Gifted children don’t draw much “better” than their peers, but they draw remarkably unusual details more often.
Sometimes hasty conclusions are drawn on the basis of children’s drawings, notes Mathisen. “My dad was drawn as a gorilla on a family drawing, so he must be a tyrant.” It’s coming from somewhere, of course, but there might have been a kid at the zoo. Sometimes the interpretation speaks more about the person who “reads” the drawing than about the designer.
Foks also warns of the danger of “over-analysis”. For example, she once received a drawing from her grandson. “She drew me in, and next to it was a large dark area. My first reaction was, ‘My dear, what is that?’ .
Into the Depths with an imaginary animal
However, Verkerk says a drawing sometimes says more than a thousand words. The art therapist notes that children often cannot talk well about their feelings. “Drawing is a beautiful way for a child to express themselves or to process events. If you show interest in a child’s drawing and ask open-ended questions, you can learn a lot.”

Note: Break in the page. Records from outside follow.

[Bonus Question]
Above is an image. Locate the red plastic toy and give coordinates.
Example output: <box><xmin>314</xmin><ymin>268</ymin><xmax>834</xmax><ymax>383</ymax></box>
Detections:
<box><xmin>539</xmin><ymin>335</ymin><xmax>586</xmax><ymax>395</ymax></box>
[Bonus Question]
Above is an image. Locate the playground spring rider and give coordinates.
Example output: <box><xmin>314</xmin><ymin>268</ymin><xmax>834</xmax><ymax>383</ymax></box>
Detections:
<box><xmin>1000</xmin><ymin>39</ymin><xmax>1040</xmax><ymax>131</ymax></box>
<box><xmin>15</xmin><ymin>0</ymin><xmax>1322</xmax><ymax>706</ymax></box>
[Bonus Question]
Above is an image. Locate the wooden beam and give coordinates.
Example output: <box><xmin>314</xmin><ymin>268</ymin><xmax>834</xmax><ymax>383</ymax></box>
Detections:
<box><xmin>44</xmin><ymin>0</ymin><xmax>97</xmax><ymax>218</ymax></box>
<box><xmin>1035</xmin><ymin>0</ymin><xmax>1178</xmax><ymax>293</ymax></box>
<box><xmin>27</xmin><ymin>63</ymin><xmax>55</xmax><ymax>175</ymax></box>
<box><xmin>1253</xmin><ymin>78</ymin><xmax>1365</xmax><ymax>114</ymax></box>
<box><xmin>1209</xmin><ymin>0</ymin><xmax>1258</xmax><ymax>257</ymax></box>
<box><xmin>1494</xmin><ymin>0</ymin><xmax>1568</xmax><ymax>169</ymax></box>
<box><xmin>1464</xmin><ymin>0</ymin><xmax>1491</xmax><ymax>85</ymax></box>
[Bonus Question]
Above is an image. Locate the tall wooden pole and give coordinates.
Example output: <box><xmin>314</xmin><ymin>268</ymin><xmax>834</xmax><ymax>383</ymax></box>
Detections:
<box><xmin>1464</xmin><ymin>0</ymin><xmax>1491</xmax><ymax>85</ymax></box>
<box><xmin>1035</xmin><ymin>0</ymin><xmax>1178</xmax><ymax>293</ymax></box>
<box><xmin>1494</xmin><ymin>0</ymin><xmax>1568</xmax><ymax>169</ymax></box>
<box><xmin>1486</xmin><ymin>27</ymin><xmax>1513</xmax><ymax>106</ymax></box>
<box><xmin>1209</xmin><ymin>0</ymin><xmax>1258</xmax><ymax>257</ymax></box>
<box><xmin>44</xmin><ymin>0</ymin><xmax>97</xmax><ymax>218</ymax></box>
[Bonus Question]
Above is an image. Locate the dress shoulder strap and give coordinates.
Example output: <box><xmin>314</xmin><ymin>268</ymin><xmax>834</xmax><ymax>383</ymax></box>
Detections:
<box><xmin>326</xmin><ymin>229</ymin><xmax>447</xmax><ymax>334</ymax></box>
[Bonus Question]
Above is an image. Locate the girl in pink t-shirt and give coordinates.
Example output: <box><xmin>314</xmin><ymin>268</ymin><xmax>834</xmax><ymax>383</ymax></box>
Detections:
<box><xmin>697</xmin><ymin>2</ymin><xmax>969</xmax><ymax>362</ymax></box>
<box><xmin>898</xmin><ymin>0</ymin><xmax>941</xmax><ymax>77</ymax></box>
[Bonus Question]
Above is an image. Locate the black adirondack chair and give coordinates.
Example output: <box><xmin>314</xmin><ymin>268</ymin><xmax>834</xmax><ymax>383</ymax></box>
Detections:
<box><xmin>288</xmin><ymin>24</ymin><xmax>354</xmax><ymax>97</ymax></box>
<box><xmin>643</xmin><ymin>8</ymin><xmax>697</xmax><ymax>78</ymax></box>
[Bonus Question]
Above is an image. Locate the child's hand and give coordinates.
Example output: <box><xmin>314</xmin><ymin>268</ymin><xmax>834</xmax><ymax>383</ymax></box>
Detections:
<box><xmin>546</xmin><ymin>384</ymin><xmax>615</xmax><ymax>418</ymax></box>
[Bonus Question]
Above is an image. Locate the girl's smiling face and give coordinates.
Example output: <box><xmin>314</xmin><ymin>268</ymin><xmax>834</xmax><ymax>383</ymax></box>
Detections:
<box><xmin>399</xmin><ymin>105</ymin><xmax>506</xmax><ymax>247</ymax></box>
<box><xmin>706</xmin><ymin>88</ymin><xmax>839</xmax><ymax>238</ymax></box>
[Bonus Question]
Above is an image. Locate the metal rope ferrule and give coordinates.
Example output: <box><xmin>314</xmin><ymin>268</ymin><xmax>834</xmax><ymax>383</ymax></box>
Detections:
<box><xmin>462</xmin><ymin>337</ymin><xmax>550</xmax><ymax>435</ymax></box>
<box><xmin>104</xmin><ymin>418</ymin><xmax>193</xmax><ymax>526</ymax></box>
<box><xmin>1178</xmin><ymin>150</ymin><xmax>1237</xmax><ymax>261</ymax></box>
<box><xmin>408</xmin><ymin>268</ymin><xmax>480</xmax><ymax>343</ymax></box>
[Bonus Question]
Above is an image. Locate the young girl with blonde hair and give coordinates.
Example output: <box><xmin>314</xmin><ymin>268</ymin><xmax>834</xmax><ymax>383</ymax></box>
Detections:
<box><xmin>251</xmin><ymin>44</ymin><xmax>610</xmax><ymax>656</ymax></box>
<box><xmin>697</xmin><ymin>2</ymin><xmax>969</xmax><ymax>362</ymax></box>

“For example, ask the child to draw an imaginary animal,” Verkerk says. “If you ask what the animal can do or what it is afraid of, you can get very close to the child. Because everything revolves around the child itself. Then you are right where you want to be, without detours. You can go straight to the depths. That’s what makes drawings Children are so wonderful: they are all pieces of children.”
No more snooze? Go finger painting together, swing or play a relaxing game of tips Parents nowBecause the day can be very long once the nap is over.